Depuis trente ans, Jean-Paul Mari a couvert toutes les guerres du globe. Il a parcouru les champs de bataille, de l’Irak au Rwanda, du Moyen-Orient à la Bosnie, au Sierra Leone, en Somalie, au Sri Lanka. Il a rencontré des héros et des assassins, il a vu des massacres, des villages brûlés, des enfants égorgés dans leur école, des civils découpés devant leur maison. Les plus grandes peurs comme les courages les plus admirables ont passé sous ses yeux. Il raconte.

Que peut-on faire de la douleur de la guerre ? Cette question obsédante, il l’a posée à des médecins qui tentent de rendre à la vie ceux qui ont vu la mort et s’en sont sortis « sans blessures apparentes». Ceux-là ont vécu un moment d’effroi indicible, une rencontre avec la mort sous des formes diverses : une odeur, un regard, un cri, une vision insoutenable. Après quoi ils se sentent morts bien qu’ils soient vivants. Ils ne font plus partie de ce monde, ils peuvent devenir fous. Des milliers d’anonymes, mais aussi des écrivains, des peintres, des cinéastes ont subi et décrit cette expérience ultime.

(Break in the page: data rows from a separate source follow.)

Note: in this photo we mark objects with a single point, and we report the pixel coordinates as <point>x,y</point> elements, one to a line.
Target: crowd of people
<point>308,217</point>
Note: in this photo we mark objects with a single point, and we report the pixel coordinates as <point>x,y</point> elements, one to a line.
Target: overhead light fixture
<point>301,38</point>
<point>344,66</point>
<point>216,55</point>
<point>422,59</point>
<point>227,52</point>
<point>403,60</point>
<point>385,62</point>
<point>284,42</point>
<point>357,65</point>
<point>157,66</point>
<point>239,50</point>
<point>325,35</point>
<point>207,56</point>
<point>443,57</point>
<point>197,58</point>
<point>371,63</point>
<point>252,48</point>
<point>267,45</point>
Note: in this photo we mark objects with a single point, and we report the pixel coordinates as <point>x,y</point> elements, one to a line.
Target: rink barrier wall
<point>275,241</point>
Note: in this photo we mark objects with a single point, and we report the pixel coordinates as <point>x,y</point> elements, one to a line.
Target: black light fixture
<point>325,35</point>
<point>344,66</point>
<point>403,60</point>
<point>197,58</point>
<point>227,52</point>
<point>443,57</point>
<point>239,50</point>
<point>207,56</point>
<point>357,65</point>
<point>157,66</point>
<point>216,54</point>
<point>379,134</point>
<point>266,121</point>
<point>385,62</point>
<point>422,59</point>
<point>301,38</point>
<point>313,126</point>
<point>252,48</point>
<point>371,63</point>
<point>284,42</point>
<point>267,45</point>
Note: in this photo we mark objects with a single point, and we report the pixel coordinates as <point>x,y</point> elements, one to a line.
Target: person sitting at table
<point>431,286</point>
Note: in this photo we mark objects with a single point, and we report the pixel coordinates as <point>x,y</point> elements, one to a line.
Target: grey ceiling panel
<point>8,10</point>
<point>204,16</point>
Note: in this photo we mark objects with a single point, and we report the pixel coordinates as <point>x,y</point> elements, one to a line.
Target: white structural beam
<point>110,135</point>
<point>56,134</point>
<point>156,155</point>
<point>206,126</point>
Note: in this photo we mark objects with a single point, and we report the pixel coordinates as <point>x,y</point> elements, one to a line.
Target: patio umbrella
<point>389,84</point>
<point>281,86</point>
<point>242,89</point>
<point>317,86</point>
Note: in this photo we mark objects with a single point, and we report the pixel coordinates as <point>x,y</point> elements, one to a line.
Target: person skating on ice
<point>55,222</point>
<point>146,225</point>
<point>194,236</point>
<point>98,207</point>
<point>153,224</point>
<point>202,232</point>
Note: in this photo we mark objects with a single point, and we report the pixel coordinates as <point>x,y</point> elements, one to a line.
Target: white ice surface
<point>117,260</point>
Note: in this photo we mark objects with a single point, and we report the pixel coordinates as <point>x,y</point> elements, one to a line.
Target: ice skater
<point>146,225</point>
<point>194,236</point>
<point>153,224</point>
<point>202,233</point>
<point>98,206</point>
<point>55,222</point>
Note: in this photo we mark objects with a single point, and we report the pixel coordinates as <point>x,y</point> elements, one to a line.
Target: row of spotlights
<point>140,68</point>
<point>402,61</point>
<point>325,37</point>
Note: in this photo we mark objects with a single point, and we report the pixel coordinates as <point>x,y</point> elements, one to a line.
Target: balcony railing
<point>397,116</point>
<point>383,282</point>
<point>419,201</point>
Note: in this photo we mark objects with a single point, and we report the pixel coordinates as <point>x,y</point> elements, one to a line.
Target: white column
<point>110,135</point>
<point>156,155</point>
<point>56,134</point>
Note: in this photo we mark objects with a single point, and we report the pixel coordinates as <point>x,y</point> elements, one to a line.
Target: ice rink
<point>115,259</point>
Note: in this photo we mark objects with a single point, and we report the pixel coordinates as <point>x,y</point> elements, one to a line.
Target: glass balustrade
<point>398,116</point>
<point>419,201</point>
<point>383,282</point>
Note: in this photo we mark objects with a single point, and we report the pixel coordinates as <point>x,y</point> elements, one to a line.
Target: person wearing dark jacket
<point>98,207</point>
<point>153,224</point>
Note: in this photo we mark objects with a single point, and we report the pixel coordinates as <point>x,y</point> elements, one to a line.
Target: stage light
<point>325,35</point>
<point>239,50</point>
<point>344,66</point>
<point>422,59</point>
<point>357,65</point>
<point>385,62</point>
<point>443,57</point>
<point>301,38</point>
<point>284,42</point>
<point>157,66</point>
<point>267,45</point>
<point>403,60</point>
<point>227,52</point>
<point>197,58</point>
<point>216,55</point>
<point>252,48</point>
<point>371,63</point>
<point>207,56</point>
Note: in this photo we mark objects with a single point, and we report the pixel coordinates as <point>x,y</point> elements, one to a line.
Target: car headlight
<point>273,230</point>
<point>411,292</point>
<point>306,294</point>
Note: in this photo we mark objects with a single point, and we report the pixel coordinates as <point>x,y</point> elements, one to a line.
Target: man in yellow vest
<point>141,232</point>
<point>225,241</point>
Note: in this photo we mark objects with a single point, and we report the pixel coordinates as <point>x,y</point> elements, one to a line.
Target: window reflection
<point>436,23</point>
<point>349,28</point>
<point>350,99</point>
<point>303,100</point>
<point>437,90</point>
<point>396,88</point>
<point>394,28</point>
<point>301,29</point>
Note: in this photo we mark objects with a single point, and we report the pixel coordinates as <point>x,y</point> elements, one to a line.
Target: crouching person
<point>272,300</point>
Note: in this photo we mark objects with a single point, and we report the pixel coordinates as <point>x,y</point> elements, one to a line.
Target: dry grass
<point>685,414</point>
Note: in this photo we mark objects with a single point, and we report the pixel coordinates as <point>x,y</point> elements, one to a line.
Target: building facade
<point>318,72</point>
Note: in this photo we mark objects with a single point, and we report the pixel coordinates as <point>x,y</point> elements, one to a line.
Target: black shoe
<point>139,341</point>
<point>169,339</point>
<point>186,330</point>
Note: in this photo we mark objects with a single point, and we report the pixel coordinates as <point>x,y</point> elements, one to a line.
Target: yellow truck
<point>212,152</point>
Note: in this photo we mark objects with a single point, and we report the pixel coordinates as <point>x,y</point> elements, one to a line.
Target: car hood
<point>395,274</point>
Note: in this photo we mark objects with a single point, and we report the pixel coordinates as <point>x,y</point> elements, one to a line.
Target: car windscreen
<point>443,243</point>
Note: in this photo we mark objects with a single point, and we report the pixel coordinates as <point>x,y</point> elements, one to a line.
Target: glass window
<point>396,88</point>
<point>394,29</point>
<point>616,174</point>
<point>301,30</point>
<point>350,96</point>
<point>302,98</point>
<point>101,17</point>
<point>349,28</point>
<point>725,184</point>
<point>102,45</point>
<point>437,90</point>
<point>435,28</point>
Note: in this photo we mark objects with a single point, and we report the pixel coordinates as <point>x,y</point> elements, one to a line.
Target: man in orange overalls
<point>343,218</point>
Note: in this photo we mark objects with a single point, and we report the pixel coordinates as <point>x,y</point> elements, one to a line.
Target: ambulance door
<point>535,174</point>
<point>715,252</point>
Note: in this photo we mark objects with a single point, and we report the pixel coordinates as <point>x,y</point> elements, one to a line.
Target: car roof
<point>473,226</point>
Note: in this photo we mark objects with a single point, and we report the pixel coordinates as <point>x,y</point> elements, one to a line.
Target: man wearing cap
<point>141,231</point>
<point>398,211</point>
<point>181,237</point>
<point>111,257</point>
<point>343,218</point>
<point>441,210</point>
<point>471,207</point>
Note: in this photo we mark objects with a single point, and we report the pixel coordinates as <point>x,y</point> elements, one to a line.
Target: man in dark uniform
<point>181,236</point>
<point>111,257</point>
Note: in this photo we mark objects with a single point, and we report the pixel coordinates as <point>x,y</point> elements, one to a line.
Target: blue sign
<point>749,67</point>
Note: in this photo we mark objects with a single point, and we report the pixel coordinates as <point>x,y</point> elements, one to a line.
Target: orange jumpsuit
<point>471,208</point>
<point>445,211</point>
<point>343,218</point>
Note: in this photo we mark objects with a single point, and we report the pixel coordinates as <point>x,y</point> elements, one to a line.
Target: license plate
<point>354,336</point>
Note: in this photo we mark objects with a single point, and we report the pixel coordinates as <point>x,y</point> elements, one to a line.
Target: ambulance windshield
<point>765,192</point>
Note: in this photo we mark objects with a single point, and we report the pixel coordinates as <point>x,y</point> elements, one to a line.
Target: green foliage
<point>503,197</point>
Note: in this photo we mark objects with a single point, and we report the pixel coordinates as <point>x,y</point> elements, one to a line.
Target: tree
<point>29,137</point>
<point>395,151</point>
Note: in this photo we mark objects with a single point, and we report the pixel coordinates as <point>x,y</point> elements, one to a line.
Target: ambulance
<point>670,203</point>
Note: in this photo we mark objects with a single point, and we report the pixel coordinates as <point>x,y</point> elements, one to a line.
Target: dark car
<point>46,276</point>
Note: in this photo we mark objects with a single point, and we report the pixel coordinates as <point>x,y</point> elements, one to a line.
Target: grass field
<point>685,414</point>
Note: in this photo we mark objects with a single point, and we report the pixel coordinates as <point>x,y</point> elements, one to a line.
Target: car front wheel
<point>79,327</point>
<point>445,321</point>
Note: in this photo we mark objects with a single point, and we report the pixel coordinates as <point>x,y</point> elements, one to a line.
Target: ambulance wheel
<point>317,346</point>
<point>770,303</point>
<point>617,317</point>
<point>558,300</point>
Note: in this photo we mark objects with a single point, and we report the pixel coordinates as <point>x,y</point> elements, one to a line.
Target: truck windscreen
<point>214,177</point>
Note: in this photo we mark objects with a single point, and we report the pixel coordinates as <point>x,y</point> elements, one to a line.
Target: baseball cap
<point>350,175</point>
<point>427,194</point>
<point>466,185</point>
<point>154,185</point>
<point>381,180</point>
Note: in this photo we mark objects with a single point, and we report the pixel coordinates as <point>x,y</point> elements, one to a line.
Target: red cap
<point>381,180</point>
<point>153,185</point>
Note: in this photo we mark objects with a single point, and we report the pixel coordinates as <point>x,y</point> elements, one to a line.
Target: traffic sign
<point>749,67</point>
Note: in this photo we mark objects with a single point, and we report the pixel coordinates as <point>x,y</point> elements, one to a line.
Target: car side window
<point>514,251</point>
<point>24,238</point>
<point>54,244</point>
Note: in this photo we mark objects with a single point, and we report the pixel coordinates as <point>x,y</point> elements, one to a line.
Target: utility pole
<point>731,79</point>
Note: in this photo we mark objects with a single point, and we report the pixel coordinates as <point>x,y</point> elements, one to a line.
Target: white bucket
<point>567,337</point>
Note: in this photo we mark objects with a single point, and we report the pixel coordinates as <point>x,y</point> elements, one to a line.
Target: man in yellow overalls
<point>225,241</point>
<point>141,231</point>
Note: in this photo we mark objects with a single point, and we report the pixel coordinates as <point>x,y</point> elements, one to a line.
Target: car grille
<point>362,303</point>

Le premier mérite de Jean-Paul Mari est d’avoir affronté l’épouvante pour en témoigner. Le second, probablement plus grand encore, est d’avoir enquêté, réfléchi, analysé. Il n’a pas voulu que restent enfouis l’horreur et les traumatismes. Il a choisi d’écrire pour sortir de ces ténèbres-là et affirmer que la vie peut être la plus forte….  »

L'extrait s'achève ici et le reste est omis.